Should work and is very simple - don't worry about a dimmer. I use this method and it works fine - except I use steel wire not nichrome.

Cheers
Tim

ybanrab
Apr 04, 2003, 06:05 AM
Tim,
Thanks for the suggestion, I'll give that a go too tomorrow. I think that should work fine. I'll post back on what I find out.

Barny

steve lewin
Apr 04, 2003, 07:05 AM
Originally posted by vintage1
I am surprised no one has spotted the obvious - you should not use a dimmer in the primary of a transformer. It will work in a way that I am struggling to predict, but almost certainly not the way you want it to .

Even though standard lamp dimmers are not designed to work with inductive loads (and a transformer primary is surely nothing else) the several I've tried have actually all worked without any fuss at all. Obviously the waveforms are far from sinusoidal as Ollie says and with all those voltage spikes flying about I never use them up to their full rating but in the real world they give less problems than a purely theoretical view would suggest.

Steve

ybanrab
Apr 04, 2003, 07:13 AM
My dad warned me about the inductive load problem and when I looked in the local Wickes, there were 2 dimmers, one for normal lights (£5) and one rated for driving Low voltage Lighting, which I think means that it will be capable of driving inductive loads.

I'll have a try of all the methods mentioned here and see what I can get to work.

Again, thanks to all of you for taking the time to help.

Barny

ybanrab
Apr 07, 2003, 04:30 AM
Well, I got a little time to play with the cutter this weekend. I took the dimmer out of the circuit, and used a chunky wire-wound 20ohm resistor and got the wire just about hot enough to cut foam. I've ordered a few more low value resistors, so I can play with the temperature a bit more precisely. I'll also have a go at putting the dimmer back in, with the resistors and see if that works.
Thanks everyone for your help, I'll post an update when I know more.

Barny

steve lewin
Apr 07, 2003, 06:17 AM
One of the simpler ways to drive a foam cutting wire is from a 12V battery or NiCd/NiMH battery via an ESC. That's what I do most of the time. It saves all that messing round with mains electricity.

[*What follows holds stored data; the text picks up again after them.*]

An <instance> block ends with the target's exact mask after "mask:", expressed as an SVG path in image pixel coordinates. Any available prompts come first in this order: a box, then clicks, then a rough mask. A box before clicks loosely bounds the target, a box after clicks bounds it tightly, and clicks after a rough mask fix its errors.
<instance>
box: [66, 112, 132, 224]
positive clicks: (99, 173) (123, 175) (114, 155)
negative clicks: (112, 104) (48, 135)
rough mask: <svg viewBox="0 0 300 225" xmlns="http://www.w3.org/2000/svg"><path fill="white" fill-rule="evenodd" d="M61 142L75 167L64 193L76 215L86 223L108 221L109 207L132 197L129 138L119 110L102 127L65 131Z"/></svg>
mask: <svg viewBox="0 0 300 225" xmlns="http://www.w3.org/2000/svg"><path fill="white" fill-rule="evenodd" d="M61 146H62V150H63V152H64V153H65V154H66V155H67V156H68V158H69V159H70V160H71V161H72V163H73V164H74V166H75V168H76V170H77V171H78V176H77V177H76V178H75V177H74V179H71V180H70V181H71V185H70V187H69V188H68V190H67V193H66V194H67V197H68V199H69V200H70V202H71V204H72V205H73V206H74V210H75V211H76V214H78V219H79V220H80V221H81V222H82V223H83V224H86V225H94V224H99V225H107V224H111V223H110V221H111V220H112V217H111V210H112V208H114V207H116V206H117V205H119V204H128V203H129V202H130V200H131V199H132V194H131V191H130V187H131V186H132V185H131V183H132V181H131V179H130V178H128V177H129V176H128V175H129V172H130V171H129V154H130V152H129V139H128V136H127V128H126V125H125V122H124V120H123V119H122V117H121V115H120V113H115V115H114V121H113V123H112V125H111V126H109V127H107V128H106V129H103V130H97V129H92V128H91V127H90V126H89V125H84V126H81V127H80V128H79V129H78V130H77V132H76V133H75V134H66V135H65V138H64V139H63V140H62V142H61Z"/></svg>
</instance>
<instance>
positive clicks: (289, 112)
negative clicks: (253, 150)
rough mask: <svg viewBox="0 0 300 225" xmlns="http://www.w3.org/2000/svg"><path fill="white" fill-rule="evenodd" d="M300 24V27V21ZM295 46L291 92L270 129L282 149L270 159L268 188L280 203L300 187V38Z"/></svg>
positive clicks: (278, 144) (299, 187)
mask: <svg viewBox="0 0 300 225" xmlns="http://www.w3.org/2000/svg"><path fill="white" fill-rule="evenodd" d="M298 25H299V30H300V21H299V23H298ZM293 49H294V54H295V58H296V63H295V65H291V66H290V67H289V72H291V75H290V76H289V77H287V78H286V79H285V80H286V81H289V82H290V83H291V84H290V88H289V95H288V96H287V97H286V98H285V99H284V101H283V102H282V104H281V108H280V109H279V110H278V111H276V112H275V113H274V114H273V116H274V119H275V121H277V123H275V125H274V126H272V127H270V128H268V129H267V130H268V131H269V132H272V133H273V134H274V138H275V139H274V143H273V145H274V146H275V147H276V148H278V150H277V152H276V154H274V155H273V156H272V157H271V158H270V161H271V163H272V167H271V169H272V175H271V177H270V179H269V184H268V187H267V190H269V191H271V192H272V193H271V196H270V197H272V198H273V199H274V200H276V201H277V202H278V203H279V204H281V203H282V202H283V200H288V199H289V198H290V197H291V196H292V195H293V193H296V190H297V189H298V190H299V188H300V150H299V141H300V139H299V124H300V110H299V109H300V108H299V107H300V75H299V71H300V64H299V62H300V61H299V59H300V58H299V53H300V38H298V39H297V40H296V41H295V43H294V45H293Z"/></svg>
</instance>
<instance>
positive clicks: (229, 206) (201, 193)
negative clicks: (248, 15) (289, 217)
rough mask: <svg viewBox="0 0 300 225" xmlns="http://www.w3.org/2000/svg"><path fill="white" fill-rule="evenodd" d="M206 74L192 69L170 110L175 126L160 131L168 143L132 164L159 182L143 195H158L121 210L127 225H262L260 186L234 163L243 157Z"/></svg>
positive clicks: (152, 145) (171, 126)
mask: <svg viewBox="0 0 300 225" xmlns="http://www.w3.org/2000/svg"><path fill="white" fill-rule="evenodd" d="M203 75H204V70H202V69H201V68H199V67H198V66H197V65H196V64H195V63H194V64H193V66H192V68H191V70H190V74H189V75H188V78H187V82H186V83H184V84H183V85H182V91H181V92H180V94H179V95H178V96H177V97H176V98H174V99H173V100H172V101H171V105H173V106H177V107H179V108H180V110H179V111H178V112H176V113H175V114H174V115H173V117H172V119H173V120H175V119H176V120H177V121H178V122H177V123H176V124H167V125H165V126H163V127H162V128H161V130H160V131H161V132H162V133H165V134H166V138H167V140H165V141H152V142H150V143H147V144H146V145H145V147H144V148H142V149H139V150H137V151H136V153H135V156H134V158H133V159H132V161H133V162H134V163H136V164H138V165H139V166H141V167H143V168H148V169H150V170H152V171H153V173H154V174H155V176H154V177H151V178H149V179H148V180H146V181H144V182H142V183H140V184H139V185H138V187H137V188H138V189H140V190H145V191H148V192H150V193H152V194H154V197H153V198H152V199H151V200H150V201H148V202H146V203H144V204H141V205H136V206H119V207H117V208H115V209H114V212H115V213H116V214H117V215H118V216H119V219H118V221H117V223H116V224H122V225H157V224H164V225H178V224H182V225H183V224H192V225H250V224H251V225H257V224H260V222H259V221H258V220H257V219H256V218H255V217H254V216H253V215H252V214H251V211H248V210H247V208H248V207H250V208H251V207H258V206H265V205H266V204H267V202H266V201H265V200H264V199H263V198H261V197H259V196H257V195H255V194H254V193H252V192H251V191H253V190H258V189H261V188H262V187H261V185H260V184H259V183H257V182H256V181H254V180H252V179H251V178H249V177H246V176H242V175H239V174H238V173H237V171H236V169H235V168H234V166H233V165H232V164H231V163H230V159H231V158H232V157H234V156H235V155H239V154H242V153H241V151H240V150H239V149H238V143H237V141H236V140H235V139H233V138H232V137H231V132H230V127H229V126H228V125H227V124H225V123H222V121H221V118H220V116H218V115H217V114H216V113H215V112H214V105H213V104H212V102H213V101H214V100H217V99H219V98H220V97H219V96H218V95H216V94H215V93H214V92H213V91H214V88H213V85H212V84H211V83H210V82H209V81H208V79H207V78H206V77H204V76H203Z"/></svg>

The ESC can be driven from a simple servo tester and you have excellent control of the wire temp. And many of us already have everything needed lying round. I use an old 20A ESC which is *HUGE* by today's standards but who cares when it's never going to leave the ground ;).

Steve

ybanrab
Apr 07, 2003, 06:39 AM
Good point Steve,
I'm sure I've got a spare 20A ESC kicking around somewhere, and I've got a 12v power supply available as well, I'll give that a go too. I could use a PC PSU as the power supply if I want to make it mains powered (more portable).